Department of Atomic Energy (DAE) specialists were immediately brought in to investigate the matter, the official further said, adding that “the infected PC (personal computer) belonged to a user who was connected in the Internet-connected network used for administrative purposes”.
Located off the Bay of Bengal in the State’s Tirunelveli district, the power plant is the largest nuclear power station in India.
The KKNPP is scheduled to have six VVER-1000 water energy reactors built through a joint venture between Russia’s Atomstroyexport and the NPCIL. Once all six nuclear plants are built, they will generate 6,000 megawatts of electricity.
On Tuesday, social media was filled with speculation of a cyber-attack being launched on the nuclear plant's systems, with some netizens murmuring about a spy virus infection.

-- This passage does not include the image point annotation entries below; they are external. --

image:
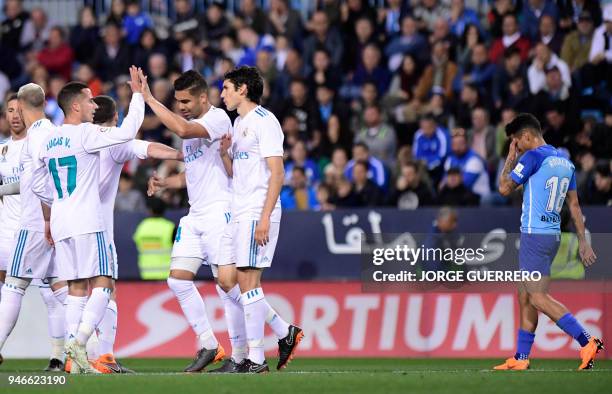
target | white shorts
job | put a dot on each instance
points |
(200, 237)
(85, 256)
(6, 245)
(238, 245)
(31, 256)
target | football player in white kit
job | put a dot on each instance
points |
(111, 164)
(9, 217)
(197, 239)
(249, 241)
(31, 257)
(69, 160)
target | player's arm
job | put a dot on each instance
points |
(157, 184)
(226, 143)
(174, 122)
(507, 184)
(587, 255)
(9, 189)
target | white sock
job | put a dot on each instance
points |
(56, 320)
(93, 313)
(234, 316)
(277, 324)
(194, 310)
(74, 312)
(10, 305)
(107, 330)
(255, 312)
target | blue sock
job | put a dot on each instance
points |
(524, 342)
(570, 325)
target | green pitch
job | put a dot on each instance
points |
(322, 376)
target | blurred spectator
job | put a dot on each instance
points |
(366, 192)
(454, 192)
(378, 136)
(473, 167)
(85, 36)
(112, 56)
(577, 44)
(186, 21)
(299, 194)
(511, 69)
(371, 69)
(147, 46)
(427, 12)
(430, 145)
(323, 72)
(549, 35)
(135, 22)
(601, 48)
(461, 17)
(600, 190)
(408, 191)
(545, 60)
(410, 42)
(299, 158)
(253, 16)
(363, 36)
(482, 136)
(12, 28)
(511, 39)
(216, 24)
(302, 107)
(117, 13)
(57, 56)
(533, 12)
(440, 73)
(284, 20)
(375, 171)
(323, 36)
(479, 71)
(36, 30)
(86, 75)
(129, 199)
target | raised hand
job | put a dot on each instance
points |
(155, 184)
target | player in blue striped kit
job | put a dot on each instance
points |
(548, 179)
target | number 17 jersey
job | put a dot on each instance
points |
(547, 176)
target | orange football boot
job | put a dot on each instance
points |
(513, 364)
(588, 353)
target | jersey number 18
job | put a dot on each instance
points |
(556, 195)
(70, 163)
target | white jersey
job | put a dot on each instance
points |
(111, 164)
(207, 180)
(71, 155)
(31, 212)
(10, 169)
(256, 136)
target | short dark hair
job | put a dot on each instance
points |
(68, 94)
(107, 108)
(192, 81)
(522, 122)
(249, 76)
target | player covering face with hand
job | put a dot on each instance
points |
(548, 179)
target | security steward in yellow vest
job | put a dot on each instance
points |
(154, 237)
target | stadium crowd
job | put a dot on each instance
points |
(402, 105)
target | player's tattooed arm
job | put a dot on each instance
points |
(587, 256)
(174, 122)
(157, 184)
(506, 184)
(277, 176)
(226, 143)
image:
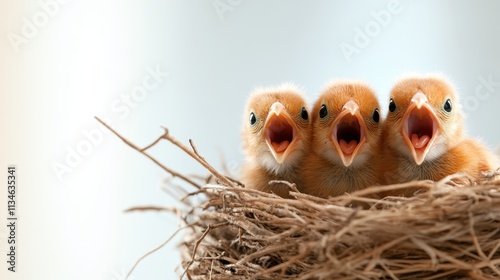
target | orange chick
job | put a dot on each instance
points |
(424, 135)
(276, 136)
(346, 141)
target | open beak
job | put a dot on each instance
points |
(348, 132)
(280, 132)
(420, 127)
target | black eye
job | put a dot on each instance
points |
(304, 114)
(323, 111)
(447, 105)
(376, 116)
(253, 119)
(392, 105)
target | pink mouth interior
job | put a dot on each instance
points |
(279, 133)
(420, 128)
(348, 134)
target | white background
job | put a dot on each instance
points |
(89, 55)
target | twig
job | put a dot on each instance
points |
(198, 241)
(157, 248)
(194, 154)
(142, 151)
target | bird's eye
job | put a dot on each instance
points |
(447, 105)
(376, 116)
(304, 114)
(253, 119)
(392, 105)
(323, 111)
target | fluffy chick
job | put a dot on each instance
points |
(424, 134)
(276, 136)
(346, 141)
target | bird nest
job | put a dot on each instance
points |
(445, 230)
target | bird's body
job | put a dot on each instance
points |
(346, 141)
(276, 137)
(424, 136)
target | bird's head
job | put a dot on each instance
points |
(276, 129)
(424, 119)
(346, 121)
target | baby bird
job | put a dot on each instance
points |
(424, 135)
(346, 141)
(276, 136)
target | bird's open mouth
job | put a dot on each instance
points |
(420, 129)
(280, 133)
(348, 133)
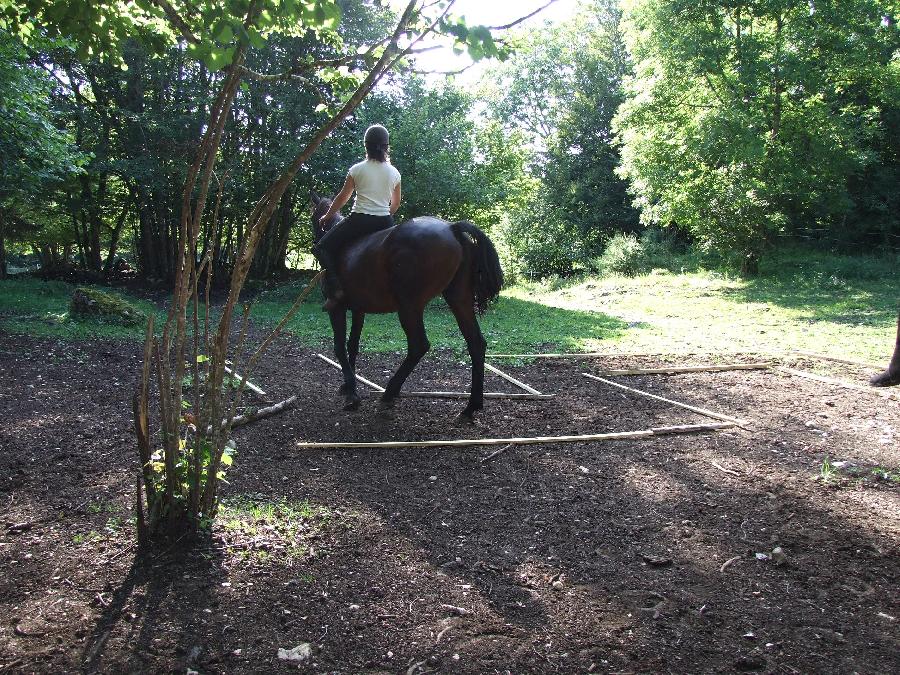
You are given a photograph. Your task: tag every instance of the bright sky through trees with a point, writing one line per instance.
(489, 13)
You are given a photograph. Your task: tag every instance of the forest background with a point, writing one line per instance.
(609, 142)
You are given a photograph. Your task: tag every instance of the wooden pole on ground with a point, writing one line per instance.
(585, 438)
(837, 383)
(687, 369)
(592, 355)
(465, 394)
(439, 394)
(510, 378)
(825, 357)
(701, 411)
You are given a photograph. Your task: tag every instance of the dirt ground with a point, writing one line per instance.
(633, 556)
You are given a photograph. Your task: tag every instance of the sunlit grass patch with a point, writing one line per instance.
(265, 528)
(42, 309)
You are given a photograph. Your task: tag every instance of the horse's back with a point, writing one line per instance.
(409, 263)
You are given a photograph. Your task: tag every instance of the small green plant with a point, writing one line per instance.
(890, 475)
(266, 529)
(92, 303)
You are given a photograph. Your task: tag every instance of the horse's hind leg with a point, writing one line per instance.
(417, 346)
(356, 324)
(463, 307)
(348, 388)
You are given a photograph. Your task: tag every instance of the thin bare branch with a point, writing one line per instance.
(516, 22)
(177, 20)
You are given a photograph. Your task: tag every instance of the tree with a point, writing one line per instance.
(745, 119)
(35, 155)
(562, 89)
(180, 479)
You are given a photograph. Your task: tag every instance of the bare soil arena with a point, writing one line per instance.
(770, 547)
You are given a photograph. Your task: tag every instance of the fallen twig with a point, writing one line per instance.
(723, 469)
(453, 609)
(252, 387)
(496, 453)
(825, 357)
(728, 563)
(510, 378)
(838, 383)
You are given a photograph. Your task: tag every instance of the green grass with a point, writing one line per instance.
(840, 305)
(41, 308)
(263, 528)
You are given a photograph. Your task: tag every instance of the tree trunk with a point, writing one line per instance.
(114, 238)
(891, 376)
(2, 248)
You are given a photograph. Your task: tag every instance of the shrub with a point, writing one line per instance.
(90, 303)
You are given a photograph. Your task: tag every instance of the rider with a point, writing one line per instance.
(377, 186)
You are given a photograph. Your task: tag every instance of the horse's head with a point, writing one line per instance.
(320, 206)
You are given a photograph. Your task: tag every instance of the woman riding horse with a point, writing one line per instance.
(377, 186)
(399, 269)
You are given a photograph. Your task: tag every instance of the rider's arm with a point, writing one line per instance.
(395, 199)
(342, 198)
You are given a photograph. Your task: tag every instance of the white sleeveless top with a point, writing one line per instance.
(375, 182)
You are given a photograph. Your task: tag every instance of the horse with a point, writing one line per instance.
(400, 269)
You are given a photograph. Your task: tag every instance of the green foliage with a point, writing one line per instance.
(36, 156)
(563, 87)
(266, 528)
(94, 304)
(744, 121)
(626, 254)
(34, 307)
(213, 30)
(515, 323)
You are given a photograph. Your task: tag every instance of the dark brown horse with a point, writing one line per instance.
(399, 270)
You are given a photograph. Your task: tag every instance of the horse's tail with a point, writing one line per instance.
(486, 272)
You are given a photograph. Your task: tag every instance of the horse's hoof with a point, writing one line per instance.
(466, 417)
(885, 379)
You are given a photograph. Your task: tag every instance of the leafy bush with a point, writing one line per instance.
(90, 303)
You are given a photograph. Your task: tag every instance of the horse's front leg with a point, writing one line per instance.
(348, 388)
(417, 346)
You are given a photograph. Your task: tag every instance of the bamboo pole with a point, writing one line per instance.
(688, 369)
(701, 411)
(465, 394)
(578, 355)
(585, 438)
(337, 365)
(838, 383)
(825, 357)
(438, 394)
(510, 378)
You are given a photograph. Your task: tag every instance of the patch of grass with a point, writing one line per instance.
(42, 309)
(828, 474)
(839, 305)
(267, 528)
(514, 323)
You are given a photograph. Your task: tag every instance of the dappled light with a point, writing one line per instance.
(255, 257)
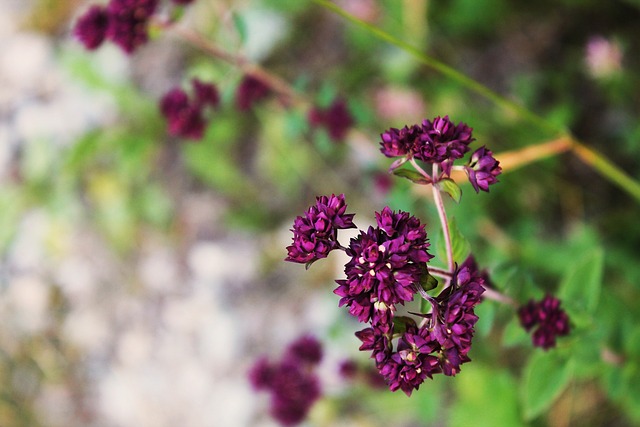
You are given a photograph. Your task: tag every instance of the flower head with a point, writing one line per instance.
(387, 262)
(291, 381)
(128, 23)
(91, 28)
(250, 91)
(483, 169)
(548, 318)
(336, 119)
(315, 233)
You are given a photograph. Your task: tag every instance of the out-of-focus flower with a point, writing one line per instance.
(185, 116)
(394, 103)
(483, 169)
(315, 233)
(549, 319)
(336, 119)
(292, 382)
(249, 91)
(387, 262)
(438, 141)
(91, 28)
(603, 57)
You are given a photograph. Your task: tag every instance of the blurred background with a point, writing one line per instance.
(142, 274)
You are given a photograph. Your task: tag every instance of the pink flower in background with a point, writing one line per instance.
(603, 57)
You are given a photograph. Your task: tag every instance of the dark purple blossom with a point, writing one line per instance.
(128, 23)
(413, 361)
(91, 28)
(456, 318)
(315, 233)
(438, 141)
(185, 116)
(483, 169)
(206, 94)
(387, 262)
(549, 319)
(306, 349)
(293, 385)
(249, 91)
(336, 119)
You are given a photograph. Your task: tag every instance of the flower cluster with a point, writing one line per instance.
(291, 381)
(316, 233)
(185, 116)
(336, 118)
(123, 22)
(441, 142)
(387, 263)
(386, 269)
(548, 318)
(249, 91)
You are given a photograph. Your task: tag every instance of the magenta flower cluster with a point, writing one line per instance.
(184, 114)
(441, 142)
(386, 269)
(548, 319)
(123, 22)
(292, 381)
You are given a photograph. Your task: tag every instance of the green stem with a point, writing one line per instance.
(597, 161)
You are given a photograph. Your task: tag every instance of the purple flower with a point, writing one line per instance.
(413, 361)
(399, 142)
(293, 385)
(336, 119)
(184, 119)
(91, 28)
(550, 319)
(483, 169)
(315, 233)
(128, 22)
(387, 262)
(185, 116)
(438, 141)
(249, 91)
(456, 318)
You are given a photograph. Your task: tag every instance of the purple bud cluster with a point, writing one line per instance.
(441, 142)
(185, 115)
(123, 22)
(387, 262)
(316, 233)
(549, 320)
(292, 382)
(440, 344)
(387, 267)
(336, 119)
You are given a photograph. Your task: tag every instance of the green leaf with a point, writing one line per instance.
(580, 287)
(450, 187)
(240, 25)
(411, 175)
(545, 377)
(459, 245)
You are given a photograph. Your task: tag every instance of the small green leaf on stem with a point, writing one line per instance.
(412, 175)
(449, 186)
(241, 26)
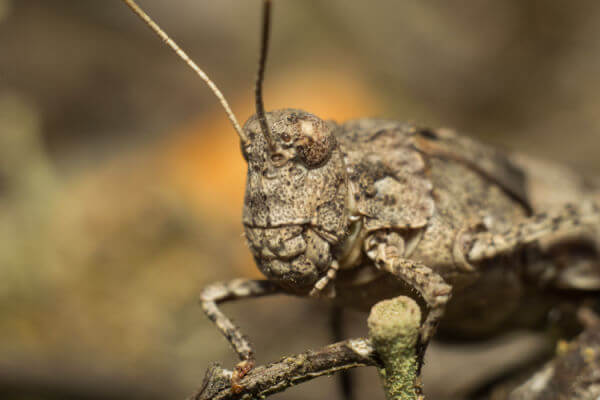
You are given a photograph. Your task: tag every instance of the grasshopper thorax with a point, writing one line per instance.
(295, 212)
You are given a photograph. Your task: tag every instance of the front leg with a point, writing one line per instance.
(236, 289)
(386, 251)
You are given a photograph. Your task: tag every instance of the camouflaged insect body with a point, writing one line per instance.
(295, 206)
(335, 192)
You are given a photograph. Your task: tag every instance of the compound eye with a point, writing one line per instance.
(316, 144)
(286, 137)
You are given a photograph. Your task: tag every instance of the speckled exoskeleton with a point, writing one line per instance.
(370, 209)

Rejecting the rumours, a Kudankulam Nuclear Power Project spokesperson stated that the plant’s control system is stand alone and not connected to any cyber network or the Internet outside its periphery. "Any cyber-attack on the nuclear power plant control system is not possible".
Several people, including Indian politician Shashi Tharoor, took to social media on Tuesday to voice their concerns over the alleged mishap.
On Wednesday, NPCIL’s Associate Director A.K. Nema, however, confirmed the malware had been isolated from the critical internal network of the plant. “The networks are being continuously monitored. Investigation also confirms that the plant systems are not affected”.
R. Ramdoss, the training superintendent and information officer at the power plant, said: "Presently, KKNPP Unit-1 & 2 are operating at 1000 MWe and 600 MWe respectively without any operational or safety concerns".
According to the Russian anti-virus and cyber security company Kaspersky, DTrack is a variant of a malware known as AMDTrack that is able to download files to infected systems, record key strokes, and conduct other actions similar to remote controlling the infected systems.
The cyber security firm said its list of functions define it as a "spy tool".